Two months ago Senator George William Norris of Nebraska introduced a resolution for a senatorial investigation of 1930 campaign expenditures. Such an investigation four years ago resulted in excluding from the Senate Frank Leslie Smith of Illinois/- and William Scott Vare of Pennsylvania. Illinois and Pennsylvania were again having bitter senatorial contests which Senator Norris wanted to keep under sharp observation. The Norris resolution went to the Committee on Privileges & Elections, chairmanned by California's Senator Samuel Morgan ("Solemn Sam") Shortridge. There the resolution languished.

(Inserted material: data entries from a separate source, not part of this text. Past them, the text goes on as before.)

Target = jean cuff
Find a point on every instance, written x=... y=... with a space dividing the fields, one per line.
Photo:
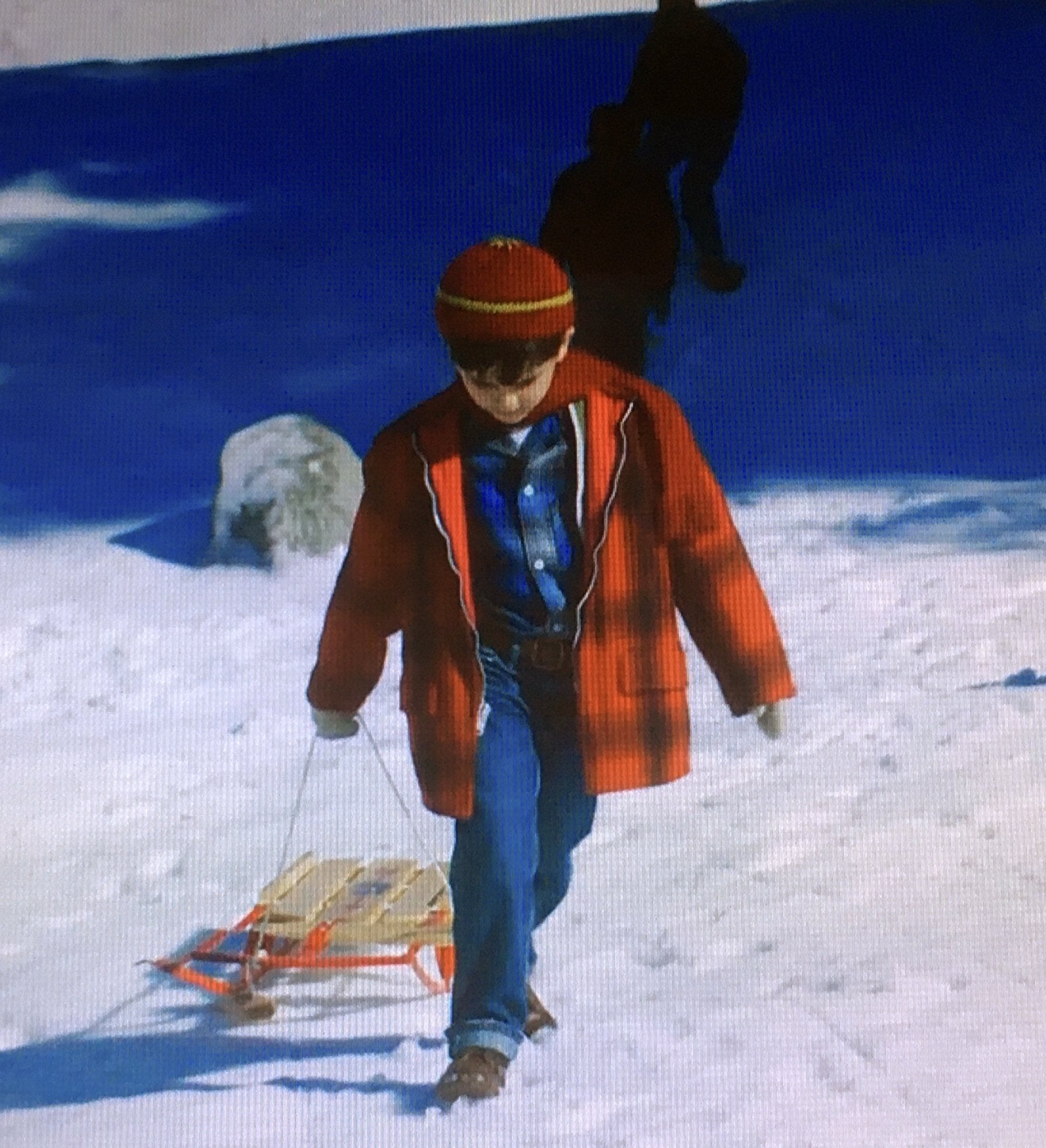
x=483 y=1034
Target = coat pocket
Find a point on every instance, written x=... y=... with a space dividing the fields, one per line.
x=652 y=665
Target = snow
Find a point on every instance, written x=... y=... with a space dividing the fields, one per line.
x=54 y=31
x=833 y=939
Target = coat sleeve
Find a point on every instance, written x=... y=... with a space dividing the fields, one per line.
x=714 y=583
x=366 y=606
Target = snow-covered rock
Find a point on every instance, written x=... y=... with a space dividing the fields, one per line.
x=287 y=482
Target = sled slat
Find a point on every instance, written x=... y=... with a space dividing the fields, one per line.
x=279 y=886
x=310 y=897
x=364 y=901
x=417 y=902
x=390 y=931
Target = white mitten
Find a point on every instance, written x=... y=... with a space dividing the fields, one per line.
x=771 y=720
x=332 y=725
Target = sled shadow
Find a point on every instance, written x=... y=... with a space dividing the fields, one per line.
x=184 y=539
x=411 y=1099
x=1024 y=679
x=76 y=1070
x=1004 y=520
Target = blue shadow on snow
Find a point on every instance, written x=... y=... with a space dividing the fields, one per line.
x=77 y=1070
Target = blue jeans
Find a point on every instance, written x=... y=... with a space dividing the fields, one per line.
x=510 y=865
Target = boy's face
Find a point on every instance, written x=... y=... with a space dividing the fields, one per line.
x=512 y=401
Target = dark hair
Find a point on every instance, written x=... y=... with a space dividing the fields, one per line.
x=512 y=358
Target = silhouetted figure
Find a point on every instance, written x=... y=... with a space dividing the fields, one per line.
x=611 y=223
x=688 y=85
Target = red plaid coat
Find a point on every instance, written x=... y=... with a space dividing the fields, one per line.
x=657 y=536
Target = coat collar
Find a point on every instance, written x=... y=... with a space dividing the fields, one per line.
x=440 y=443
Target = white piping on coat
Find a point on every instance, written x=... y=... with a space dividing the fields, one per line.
x=602 y=537
x=484 y=706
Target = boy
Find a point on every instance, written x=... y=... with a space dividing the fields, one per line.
x=532 y=530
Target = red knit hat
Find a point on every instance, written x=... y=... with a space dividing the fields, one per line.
x=504 y=288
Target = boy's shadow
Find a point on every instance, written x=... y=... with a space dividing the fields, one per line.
x=79 y=1068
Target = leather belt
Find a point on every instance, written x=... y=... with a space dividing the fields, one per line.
x=548 y=652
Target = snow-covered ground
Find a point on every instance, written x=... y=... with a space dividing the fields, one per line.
x=56 y=31
x=831 y=942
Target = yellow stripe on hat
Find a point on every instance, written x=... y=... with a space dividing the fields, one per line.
x=522 y=308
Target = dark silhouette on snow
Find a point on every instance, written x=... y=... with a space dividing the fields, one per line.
x=688 y=86
x=611 y=224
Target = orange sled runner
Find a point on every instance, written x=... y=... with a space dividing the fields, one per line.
x=316 y=908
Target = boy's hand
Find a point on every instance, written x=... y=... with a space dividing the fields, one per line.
x=332 y=725
x=771 y=720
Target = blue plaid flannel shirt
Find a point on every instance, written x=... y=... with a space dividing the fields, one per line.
x=524 y=532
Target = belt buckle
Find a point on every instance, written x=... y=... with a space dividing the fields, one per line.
x=549 y=654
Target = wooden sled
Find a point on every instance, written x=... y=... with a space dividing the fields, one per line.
x=314 y=907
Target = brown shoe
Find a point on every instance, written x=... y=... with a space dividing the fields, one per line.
x=538 y=1017
x=475 y=1073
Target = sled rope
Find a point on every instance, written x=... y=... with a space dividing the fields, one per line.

Last week Senator Norris, perceiving a plot, moved to discharge the Shortridge Committee from further consideration of his measure. In parliamentary practice such a motion is the next thing to an insult to a committee's chairman, because, by its adoption, the chairman is rudely thrust aside and the measure buried in his committee may be yanked from beneath him to the Senate floor.

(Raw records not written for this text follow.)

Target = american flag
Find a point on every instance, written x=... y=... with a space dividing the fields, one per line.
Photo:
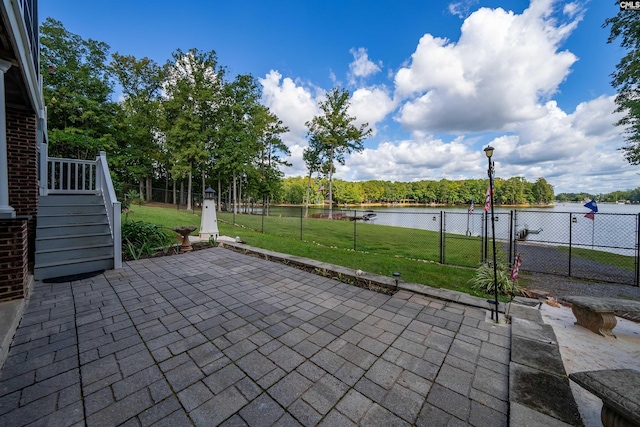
x=487 y=203
x=516 y=268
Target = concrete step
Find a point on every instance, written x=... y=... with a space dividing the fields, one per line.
x=71 y=267
x=64 y=253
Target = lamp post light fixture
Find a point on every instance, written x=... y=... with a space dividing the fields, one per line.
x=396 y=276
x=490 y=171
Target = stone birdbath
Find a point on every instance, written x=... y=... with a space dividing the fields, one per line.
x=184 y=231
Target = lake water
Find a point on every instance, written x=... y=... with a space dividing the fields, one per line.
x=613 y=229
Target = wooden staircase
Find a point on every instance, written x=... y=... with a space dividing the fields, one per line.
x=72 y=236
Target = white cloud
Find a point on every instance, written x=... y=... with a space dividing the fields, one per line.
x=574 y=152
x=362 y=66
x=370 y=105
x=422 y=157
x=461 y=9
x=503 y=65
x=293 y=104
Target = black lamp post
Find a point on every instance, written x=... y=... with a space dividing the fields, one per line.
x=489 y=152
x=209 y=194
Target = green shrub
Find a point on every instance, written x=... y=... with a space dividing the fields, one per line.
x=140 y=238
x=483 y=280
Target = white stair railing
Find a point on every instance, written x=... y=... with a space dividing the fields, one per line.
x=105 y=185
x=72 y=176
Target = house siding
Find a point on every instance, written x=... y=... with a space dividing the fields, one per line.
x=22 y=156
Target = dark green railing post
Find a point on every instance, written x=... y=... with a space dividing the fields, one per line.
x=354 y=228
x=570 y=240
x=637 y=278
x=441 y=238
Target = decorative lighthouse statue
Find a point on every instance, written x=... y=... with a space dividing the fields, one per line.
x=209 y=222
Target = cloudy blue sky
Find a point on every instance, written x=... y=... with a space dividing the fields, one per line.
x=436 y=80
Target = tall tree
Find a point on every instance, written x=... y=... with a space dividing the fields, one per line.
x=193 y=90
x=141 y=82
x=626 y=79
x=77 y=91
x=312 y=156
x=336 y=133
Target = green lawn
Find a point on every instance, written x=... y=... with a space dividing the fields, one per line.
x=379 y=249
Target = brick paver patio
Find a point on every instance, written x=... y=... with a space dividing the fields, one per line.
x=216 y=337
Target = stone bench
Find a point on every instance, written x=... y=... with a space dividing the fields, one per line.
x=597 y=314
x=619 y=390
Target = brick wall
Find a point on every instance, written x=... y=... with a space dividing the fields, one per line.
x=13 y=259
x=22 y=155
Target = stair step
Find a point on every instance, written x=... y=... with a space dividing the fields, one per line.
x=79 y=208
x=71 y=230
x=71 y=219
x=69 y=199
x=61 y=252
x=58 y=269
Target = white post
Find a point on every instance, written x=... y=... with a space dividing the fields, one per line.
x=209 y=221
x=6 y=211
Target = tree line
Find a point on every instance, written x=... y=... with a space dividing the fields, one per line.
x=512 y=191
x=183 y=122
x=614 y=196
x=186 y=123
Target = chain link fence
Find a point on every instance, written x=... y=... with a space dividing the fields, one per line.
x=604 y=248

When Senator Shortridge heard of the Norris motion, he was so wroth that he exclaimed to newsmen:

"Senator Norris knows there has been no attempt to delay his resolution, but if he thinks he has grown so big he can run the whole United States, he can go to hell!"

But Senator Norris did not have to "go to hell" to get action on his resolution. Two days later the Privileges & Elections Committee unanimously reported it out and, a day after, the Senate unanimously adopted it. Vice President Curtis promptly named a special investigating committee of five Senators: California's Johnson, Maryland's Goldsborough, Missouri's Patterson (Republicans), and Washington's Dill, New York's Wagner (Democrats). To finance the inquiry into 35 senatorial campaigns the Senate allowed $100,000. The committee was almost immediately rendered headless by the resignation of Senator Johnson as chairman. His official excuse: "My time is so wholly occupied with my duties that it is utterly impossible for me to undertake additional tasks." Suspected reason: an unwillingness to take the lead in stirring up possible G. 0. P. campaign scandals like those of 1926. North Dakota's Senator Nye was named chairman in his place.

Senator Charles Samuel Deneen of Illinois, just defeated for renomination by Representative Ruth Hanna McCormick, telephoned Senate friends from Chicago to hasten the Campaign Fund Investigation. Deneen workers broadly insinuated that Mrs. McCormick's campaign expenditures had been excessive.

Pennsylvania's Senator Joseph Ridgeway Grundy who goes into a primary election next month against Secretary of Labor James John ("Puddler Jim") Davis for the Republican senatorial nomination, grew so excited detailing to the Privileges & Elections Committee alleged "slush funds'' being raised against him by the Vare-Atterbury faction, that Chairman Shortridge had to call him sharply to order. Secretary Davis, when he heard a Senate committee would investigate Mr. Grundy's campaign expenditures along with his own, rapturously exclaimed:

"Thank God that, so far as Pennsylvania is concerned, money will not be able to buy the Senatorship in that great State!"